One thing I learnt from co-facilitating this MicroFLO course was to not underestimate the abundance of knowledge that is shared amongst the participants. At first, I was afraid of the lack of contribution or what if no one would respond or comment on each other’s work. I found that with co-facilitating, it is hard to gauge the need to respond or not respond to a discussion. Sometimes it is better to be silent and allow other participants to take lead or respond with an affirmation. And other times, you feel the need to take charge. 
The second thing I learnt is to be open to suggestions and feedback. Obviously, what is good to some may not be good to others. I’ve provided an example demonstrating universal design for learning, while it echoed for some, but the video sample was not perfect and some caught other parts which could be improved. I take it as every feedback is an opportunity to improve the next time. 
Lastly, I learnt that you need a co-facilitator that balances with your life well. And Sylvia was exactly that. I had a more technical background and she had more of the facilitation background. I am a night owl (catching most of the activities at night), and she’s the early riser (catching most of the activities in the day time). I think that complimented very well. 
Until the next FLO, keep flowing.


The level of participation in the course was perfect -- enough to make it interesting but not so many we felt overwhelmed. Registrants showed up from a variety of institutions, including out of province and international. As always, you expect more registrants than active participants in a free course, but the ratio was good. 11 individuals submitted video projects and all were peer reviewed.

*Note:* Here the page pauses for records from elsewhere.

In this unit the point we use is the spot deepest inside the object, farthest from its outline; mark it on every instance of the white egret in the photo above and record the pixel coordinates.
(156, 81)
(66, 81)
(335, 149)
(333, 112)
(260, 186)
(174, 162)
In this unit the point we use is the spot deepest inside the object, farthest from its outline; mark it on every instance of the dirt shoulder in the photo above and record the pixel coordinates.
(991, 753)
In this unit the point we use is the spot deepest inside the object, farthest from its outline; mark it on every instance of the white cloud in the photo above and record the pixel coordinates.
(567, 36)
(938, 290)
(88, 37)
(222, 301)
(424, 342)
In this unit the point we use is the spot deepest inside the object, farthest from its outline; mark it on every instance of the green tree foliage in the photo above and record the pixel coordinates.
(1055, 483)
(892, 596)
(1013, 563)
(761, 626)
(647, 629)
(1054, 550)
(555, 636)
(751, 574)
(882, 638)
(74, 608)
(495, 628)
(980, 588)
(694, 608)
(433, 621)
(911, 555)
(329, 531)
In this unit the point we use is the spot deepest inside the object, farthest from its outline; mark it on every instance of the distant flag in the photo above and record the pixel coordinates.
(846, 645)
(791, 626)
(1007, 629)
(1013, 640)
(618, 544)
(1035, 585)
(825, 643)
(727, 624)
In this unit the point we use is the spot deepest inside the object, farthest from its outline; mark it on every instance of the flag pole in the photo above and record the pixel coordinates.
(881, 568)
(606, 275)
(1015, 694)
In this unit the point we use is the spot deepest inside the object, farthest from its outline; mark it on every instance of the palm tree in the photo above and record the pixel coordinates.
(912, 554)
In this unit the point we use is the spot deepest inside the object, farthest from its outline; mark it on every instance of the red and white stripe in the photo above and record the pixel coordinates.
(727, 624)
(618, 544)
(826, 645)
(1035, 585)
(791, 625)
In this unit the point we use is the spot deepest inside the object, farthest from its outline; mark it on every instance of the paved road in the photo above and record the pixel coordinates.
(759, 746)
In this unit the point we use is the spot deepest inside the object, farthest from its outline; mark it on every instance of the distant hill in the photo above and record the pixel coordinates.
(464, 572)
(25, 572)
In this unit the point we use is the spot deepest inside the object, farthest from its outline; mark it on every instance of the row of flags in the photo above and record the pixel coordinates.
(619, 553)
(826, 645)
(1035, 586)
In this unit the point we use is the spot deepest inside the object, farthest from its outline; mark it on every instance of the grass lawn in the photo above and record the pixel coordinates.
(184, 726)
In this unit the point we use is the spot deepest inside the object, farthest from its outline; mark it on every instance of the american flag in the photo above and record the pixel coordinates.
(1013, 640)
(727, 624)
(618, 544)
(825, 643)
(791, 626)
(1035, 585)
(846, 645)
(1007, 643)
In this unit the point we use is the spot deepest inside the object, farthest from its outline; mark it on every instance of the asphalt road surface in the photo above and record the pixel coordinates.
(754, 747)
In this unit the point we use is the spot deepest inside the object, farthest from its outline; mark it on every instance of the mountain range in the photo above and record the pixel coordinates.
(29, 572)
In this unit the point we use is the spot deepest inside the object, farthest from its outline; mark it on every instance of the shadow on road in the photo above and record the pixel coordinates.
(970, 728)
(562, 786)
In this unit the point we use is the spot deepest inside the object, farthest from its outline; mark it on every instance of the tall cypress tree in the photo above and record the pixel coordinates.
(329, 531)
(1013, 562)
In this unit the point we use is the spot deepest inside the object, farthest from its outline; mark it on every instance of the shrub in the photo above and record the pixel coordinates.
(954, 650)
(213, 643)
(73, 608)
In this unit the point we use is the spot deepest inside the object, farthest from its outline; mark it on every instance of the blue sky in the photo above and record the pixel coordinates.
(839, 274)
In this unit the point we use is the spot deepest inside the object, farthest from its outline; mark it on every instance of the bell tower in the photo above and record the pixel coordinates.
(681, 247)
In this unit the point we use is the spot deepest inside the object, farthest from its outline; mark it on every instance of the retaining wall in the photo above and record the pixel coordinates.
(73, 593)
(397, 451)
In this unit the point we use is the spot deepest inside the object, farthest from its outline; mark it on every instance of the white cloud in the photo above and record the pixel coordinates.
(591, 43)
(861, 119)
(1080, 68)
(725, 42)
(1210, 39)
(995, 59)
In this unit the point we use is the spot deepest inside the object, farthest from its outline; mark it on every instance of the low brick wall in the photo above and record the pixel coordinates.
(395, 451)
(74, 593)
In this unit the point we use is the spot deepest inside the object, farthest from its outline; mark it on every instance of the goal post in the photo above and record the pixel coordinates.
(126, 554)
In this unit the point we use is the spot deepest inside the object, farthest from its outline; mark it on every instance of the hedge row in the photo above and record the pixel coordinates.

This log was captured during the week of the course. As an open course, the resource will continued to be viewed. 

How did the participants feel about the course?

At the end of the course participants are asked to provide feedback about their experience. All reported they were satisfied or very satisfied. Here's what one videographer had to say:
Friendly congenial group and instructor energy, great feedback and this was something I had been intending to work on for a long time - the course gave me the motivation to plunge in and start making intro videos!
Overall, it was a great experience and we're looking forward to the next FLO MicroCourse, Creating and using rubrics, which runs September 17 - 21, 2018. Our facilitators will be Jacquie Harrison from Vancouver Community College and Bettina Boyle, Capilano University.